The recommended ways to create new variables in SAS are to use the following methods. Depending on your requirement and use cases you can choose the method best suited to you but all of them are quick and easy to create variables in SAS data set.
How to Create New Variables in SAS Data Set
Here are 5 simple ways you can create new variables quickly and easily in SAS data set as follows:
- Create a new variable in SAS: Using the Length statement in a DATA Step
- Create a new variable in SAS: Using the INPUT statement in a DATA Step
- Create a new variable in SAS: Using an assignment statement
- Create a new variable in SAS: Using proc sql ALTER TABLE statement
- Create a new variable in SAS: Using IN= Data Set option
1. Create a New Variable in SAS: Using the Length Statement in DATA Step
This is the simplest way to define length and datatype of the new variables you want to add and insert some data into it.
The following example demonstrates that a new character variable “company” which is 25 char long, has been added into a data set named “sas_dataset” with the data string “SAS Institute”.

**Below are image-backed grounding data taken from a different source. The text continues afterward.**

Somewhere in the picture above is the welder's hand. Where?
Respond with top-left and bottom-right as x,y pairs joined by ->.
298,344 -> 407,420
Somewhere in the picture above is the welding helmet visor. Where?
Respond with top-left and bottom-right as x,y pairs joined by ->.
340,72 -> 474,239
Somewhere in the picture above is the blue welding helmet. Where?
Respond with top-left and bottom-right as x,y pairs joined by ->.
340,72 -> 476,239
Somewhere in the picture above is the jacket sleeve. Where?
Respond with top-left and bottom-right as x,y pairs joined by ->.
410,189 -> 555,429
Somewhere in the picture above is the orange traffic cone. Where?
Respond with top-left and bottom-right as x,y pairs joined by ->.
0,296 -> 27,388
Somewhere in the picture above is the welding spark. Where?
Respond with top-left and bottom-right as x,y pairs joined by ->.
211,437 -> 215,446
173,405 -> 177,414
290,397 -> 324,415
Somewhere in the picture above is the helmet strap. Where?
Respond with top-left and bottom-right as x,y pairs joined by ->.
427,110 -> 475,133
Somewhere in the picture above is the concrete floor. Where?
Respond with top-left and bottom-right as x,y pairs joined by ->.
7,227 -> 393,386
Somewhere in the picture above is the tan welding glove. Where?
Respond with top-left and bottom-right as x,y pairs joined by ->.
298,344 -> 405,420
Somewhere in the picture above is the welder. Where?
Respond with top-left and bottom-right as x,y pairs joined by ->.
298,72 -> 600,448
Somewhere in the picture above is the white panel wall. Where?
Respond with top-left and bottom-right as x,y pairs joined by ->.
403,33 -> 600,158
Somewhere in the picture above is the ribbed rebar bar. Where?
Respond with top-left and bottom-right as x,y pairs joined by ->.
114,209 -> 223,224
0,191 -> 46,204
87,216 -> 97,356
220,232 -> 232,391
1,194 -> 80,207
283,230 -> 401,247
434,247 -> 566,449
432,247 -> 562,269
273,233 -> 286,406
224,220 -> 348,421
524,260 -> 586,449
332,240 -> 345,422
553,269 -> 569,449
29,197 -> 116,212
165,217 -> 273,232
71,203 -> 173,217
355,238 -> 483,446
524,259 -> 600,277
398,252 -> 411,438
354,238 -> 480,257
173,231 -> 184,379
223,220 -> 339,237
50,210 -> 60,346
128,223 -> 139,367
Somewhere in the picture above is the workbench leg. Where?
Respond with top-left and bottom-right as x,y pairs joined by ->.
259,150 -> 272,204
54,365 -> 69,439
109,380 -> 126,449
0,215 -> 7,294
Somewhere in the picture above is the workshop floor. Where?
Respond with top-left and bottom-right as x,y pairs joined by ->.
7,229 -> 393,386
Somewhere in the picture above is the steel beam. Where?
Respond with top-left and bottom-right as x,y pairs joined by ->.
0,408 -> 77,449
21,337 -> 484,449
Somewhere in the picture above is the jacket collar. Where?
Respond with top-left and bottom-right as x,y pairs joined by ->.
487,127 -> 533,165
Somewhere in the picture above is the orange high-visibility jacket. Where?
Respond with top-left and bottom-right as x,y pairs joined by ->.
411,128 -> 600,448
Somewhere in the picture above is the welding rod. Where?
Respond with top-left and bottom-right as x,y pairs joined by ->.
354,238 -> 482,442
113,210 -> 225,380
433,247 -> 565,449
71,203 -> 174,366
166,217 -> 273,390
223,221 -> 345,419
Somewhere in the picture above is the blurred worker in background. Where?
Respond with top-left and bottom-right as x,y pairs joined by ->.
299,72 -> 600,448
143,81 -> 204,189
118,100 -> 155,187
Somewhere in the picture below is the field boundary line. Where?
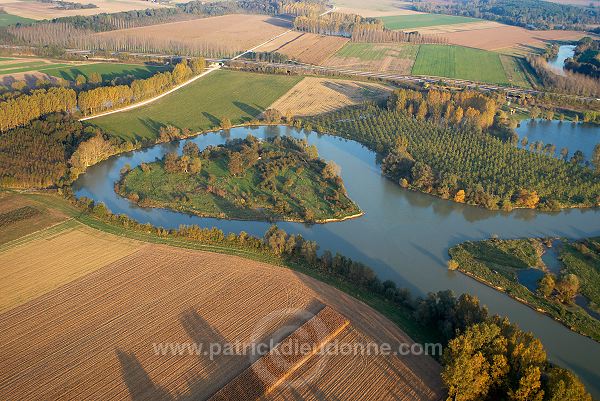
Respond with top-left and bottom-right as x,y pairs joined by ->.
79,65 -> 221,121
0,218 -> 77,252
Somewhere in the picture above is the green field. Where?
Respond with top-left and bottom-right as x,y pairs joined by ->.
0,59 -> 166,82
45,63 -> 167,82
381,13 -> 480,30
0,12 -> 34,27
335,42 -> 419,61
412,44 -> 509,84
92,70 -> 303,141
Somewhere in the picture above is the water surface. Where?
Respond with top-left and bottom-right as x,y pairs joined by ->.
516,119 -> 600,162
547,44 -> 576,76
74,125 -> 600,397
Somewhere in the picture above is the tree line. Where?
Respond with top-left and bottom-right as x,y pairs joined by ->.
387,87 -> 500,131
293,12 -> 448,44
412,0 -> 600,30
565,37 -> 600,79
0,58 -> 204,131
64,192 -> 593,401
527,55 -> 600,98
304,104 -> 600,210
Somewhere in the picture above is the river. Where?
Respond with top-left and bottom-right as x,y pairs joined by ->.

Similarly another numeric variable “year” has been added into the same data set with data value 1996.
data sas_dataset;
length company $25 year 8;
company='SAS Institute';
year=1996;
proc print;
run;
2. Create a new variable in SAS: Using the INPUT statement in a DATA Step
When you’re using a datalines statement with data values you need to mention the INPUT statement to define and create variables in the SAS data set.
You have to list down all the variable names followed by $ sign if it is a character variable. You don’t need to mention anything for numeric variables.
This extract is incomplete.